Exploring combination therapies: Future research should focus on identifying optimal combinations of targeted therapies with conventional treatments to enhance efficacy and reduce resistance. Long-term efficacy and safety: Longitudinal studies are needed to evaluate the long-term efficacy and safety of these targeted therapies in diverse patient populations. Expansion to other mutations: Investigating the potential of targeted therapies against other genetic mutations in metastatic chemoresistant colorectal cancer could broaden the scope of treatment options available. By continuing to advance targeted therapy research, we can develop more effective treatments for metastatic chemoresistant colorectal cancer, ultimately improving patient outcomes.

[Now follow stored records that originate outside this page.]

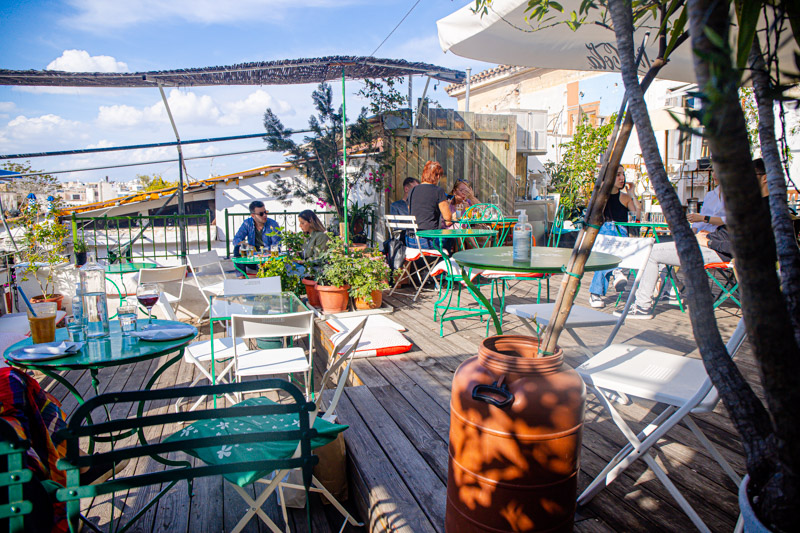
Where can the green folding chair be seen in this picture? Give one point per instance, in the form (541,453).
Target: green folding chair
(243,443)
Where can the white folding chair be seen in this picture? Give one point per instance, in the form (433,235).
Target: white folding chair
(168,302)
(208,274)
(677,381)
(408,224)
(271,362)
(634,253)
(236,287)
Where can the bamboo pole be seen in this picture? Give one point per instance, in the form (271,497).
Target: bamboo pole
(570,283)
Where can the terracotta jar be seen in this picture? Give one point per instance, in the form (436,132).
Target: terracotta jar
(333,299)
(377,300)
(516,422)
(311,292)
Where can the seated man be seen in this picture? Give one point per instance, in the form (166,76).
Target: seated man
(714,246)
(255,230)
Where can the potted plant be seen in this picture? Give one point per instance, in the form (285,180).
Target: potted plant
(43,246)
(370,279)
(333,280)
(80,248)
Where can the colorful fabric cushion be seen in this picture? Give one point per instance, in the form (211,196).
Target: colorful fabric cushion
(346,324)
(235,452)
(378,341)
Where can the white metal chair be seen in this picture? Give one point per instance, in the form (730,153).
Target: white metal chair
(270,362)
(168,302)
(408,224)
(677,381)
(207,267)
(235,287)
(634,253)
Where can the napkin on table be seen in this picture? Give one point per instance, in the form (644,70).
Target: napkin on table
(58,347)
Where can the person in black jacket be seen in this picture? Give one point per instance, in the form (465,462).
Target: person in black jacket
(715,247)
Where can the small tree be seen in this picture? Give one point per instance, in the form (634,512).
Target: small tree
(320,154)
(575,174)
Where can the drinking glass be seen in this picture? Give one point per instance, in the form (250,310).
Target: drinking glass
(147,294)
(75,328)
(127,319)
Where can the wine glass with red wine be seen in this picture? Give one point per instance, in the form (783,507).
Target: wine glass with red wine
(147,294)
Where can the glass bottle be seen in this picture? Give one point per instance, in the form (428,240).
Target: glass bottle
(93,292)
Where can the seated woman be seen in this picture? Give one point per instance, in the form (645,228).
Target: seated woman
(617,207)
(317,240)
(428,203)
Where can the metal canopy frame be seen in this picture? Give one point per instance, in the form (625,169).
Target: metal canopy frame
(281,72)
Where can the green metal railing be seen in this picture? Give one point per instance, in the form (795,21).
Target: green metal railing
(286,220)
(144,236)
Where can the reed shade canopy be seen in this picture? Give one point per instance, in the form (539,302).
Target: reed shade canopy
(279,72)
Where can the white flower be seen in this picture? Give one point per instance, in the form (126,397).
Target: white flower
(223,452)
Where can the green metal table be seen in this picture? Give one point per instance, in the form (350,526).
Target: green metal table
(222,307)
(453,280)
(115,350)
(500,225)
(544,260)
(256,260)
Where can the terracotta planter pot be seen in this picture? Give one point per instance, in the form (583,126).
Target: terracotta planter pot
(516,421)
(57,298)
(311,292)
(377,299)
(752,524)
(333,299)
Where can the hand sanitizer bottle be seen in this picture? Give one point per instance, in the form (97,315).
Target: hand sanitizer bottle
(523,233)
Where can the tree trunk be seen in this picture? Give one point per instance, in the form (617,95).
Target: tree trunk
(782,226)
(774,479)
(747,413)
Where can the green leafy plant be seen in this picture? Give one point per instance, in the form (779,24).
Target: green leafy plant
(371,274)
(42,243)
(283,267)
(80,246)
(338,264)
(575,174)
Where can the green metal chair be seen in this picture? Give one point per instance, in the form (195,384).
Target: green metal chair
(243,443)
(13,476)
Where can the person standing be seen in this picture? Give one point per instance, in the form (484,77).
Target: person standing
(617,208)
(400,207)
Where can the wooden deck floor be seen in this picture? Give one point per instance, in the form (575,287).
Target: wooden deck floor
(399,424)
(399,421)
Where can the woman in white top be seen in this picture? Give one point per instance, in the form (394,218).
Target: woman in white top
(712,214)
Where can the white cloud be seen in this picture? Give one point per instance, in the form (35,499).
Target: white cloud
(192,109)
(81,61)
(23,128)
(101,15)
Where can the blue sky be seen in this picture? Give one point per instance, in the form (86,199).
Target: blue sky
(140,35)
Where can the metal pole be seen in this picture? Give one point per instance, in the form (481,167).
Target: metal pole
(181,206)
(344,158)
(469,76)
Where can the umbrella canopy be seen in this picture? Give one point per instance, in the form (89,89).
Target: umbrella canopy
(504,36)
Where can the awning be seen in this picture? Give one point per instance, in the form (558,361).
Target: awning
(503,36)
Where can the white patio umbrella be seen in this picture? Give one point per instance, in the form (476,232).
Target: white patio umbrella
(503,36)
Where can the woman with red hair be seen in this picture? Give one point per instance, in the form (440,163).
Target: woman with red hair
(428,203)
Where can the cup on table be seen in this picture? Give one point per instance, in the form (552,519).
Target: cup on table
(75,328)
(127,319)
(43,325)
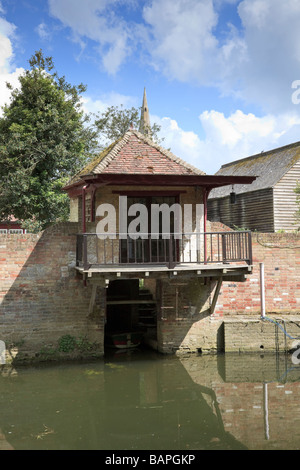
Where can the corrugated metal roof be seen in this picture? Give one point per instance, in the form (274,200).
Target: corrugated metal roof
(269,167)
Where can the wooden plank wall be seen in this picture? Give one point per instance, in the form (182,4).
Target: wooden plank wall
(252,211)
(285,200)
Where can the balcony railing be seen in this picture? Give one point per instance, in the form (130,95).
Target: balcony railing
(104,250)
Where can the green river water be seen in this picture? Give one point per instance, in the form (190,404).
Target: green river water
(141,400)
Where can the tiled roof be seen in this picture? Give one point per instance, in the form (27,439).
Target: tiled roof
(135,153)
(269,167)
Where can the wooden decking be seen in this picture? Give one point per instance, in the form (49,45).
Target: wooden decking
(133,270)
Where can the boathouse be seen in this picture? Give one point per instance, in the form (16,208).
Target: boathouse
(160,284)
(267,205)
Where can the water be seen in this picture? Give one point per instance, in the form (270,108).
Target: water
(145,401)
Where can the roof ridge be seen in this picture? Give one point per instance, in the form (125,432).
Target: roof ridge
(166,153)
(262,154)
(116,147)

The intricate relationship between mtDNA mutations and CRC metastasis describes the pivotal role of mitochondria in tumor progression. Specific mtDNA mutations can act as key drivers of CRC metastasis, potentially serving as prognostic markers and therapeutic targets for metastatic chemoresistant colorectal cancer. Variations in mitochondrial DNA copy number are closely linked to CRC progression, highlighting their potential contribution to both cancer initiation and metastasis. The exploration of mitochondrial CNVs offers insights into tumor heterogeneity and resistance mechanisms. Involvement of mitoepigenetic mechanisms, including DNA methylation and histone modifications, plays a crucial role in modulating mitochondrial gene expression in CRC. Dysregulation of these pathways contributes to both tumor growth and chemoresistance, suggesting that targeting epigenetic machinery holds promise for reversing resistance and controlling tumor progression.